Using MLflow as Storage Backend to Save ML Models
=================================================

.. include:: ../../../snippets/slack_support.rstinc

By default, LineaPy uses LineaPy to save artifacts for all object types.
However, for users who have access to MLflow, MLflow might be their first choice to save the ML model.
Thus, we enable using MLflow as the backend storage for ML models.

Configure MLflow
----------------

Depend on how our MLflow is configured. We might need to specify ``tracking URI`` and (optional) ``registry URI``in MLflow to start using MLflow.

.. code:: python

mlflow.set_tracking_uri('your_mlflow_tracking_uri')
mlflow.set_registry_uri('your_mlflow_registry_uri')

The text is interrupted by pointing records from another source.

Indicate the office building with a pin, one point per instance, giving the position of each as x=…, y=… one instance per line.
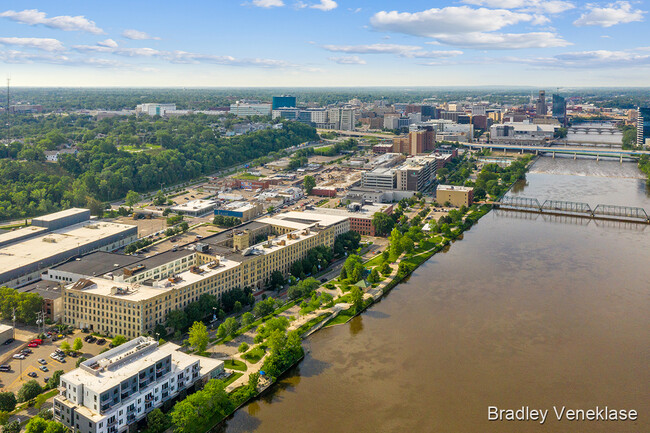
x=111, y=392
x=559, y=109
x=643, y=126
x=455, y=195
x=24, y=253
x=243, y=109
x=379, y=178
x=522, y=133
x=283, y=102
x=540, y=108
x=342, y=118
x=132, y=300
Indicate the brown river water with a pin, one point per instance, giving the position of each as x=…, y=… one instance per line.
x=525, y=310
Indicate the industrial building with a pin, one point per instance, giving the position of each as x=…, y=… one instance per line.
x=456, y=195
x=240, y=209
x=112, y=391
x=55, y=238
x=195, y=208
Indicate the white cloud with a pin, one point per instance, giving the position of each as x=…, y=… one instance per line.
x=540, y=6
x=44, y=44
x=448, y=20
x=183, y=57
x=137, y=35
x=325, y=5
x=268, y=3
x=503, y=41
x=348, y=60
x=619, y=12
x=34, y=17
x=586, y=60
x=108, y=43
x=409, y=51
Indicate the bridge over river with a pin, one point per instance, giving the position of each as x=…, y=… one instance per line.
x=574, y=209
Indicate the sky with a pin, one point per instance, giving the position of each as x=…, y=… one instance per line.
x=324, y=43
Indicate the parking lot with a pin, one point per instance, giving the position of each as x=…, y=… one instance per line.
x=19, y=371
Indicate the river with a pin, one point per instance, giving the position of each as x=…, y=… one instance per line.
x=525, y=310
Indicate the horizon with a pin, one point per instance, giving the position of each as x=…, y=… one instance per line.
x=325, y=44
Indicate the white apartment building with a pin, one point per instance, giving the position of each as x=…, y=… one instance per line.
x=118, y=388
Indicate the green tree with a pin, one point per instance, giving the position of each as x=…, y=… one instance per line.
x=7, y=401
x=198, y=337
x=228, y=327
x=309, y=183
x=132, y=198
x=12, y=427
x=119, y=340
x=157, y=421
x=382, y=223
x=247, y=318
x=356, y=298
x=29, y=390
x=77, y=344
x=374, y=276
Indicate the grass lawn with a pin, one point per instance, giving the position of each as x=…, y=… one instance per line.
x=235, y=364
x=254, y=355
x=375, y=261
x=233, y=377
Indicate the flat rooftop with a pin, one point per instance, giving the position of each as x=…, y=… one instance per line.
x=454, y=188
x=56, y=242
x=61, y=214
x=97, y=263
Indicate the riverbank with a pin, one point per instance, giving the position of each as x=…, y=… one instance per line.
x=334, y=302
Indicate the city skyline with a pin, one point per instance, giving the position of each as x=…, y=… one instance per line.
x=325, y=43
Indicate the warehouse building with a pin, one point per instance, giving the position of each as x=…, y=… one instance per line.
x=21, y=262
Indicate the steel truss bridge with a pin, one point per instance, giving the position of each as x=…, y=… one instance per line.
x=576, y=209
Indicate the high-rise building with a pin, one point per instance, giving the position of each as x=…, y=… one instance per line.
x=283, y=102
x=541, y=104
x=643, y=127
x=559, y=108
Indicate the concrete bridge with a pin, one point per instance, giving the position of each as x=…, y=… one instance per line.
x=574, y=209
x=598, y=152
x=595, y=129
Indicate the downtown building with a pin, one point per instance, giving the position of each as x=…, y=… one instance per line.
x=133, y=299
x=114, y=390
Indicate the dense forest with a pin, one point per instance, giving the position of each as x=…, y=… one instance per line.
x=120, y=154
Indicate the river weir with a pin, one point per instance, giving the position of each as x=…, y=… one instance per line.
x=526, y=310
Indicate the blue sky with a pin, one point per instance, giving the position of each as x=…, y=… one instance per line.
x=325, y=43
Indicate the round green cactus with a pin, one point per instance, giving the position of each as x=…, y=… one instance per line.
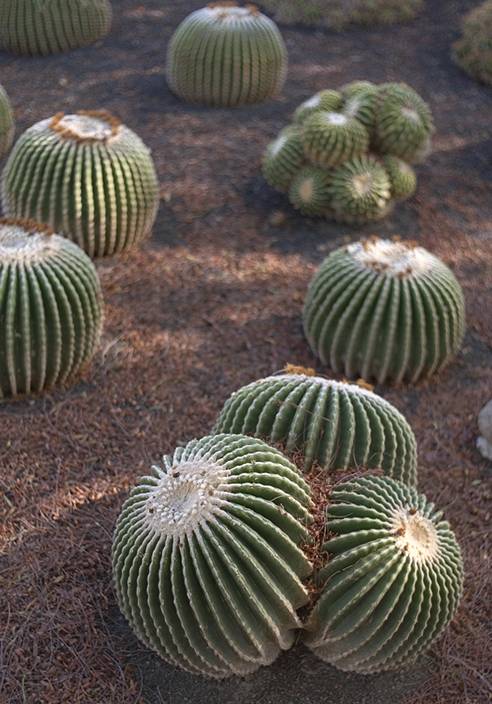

To let LineaPy be aware of the existence of MLflow, we need to set corresponding config items if we want to use MLflow as the storage backend for ML models.

.. code:: python

lineapy.options.set('mlflow_tracking_uri','your_mlflow_tracking_uri')
lineapy.options.set('mlflow_registry_uri','your_mlflow_registry_uri')


.. note::

For objects not supported by MLflow, it will fall back to using LineaPy as the storage backend as usual.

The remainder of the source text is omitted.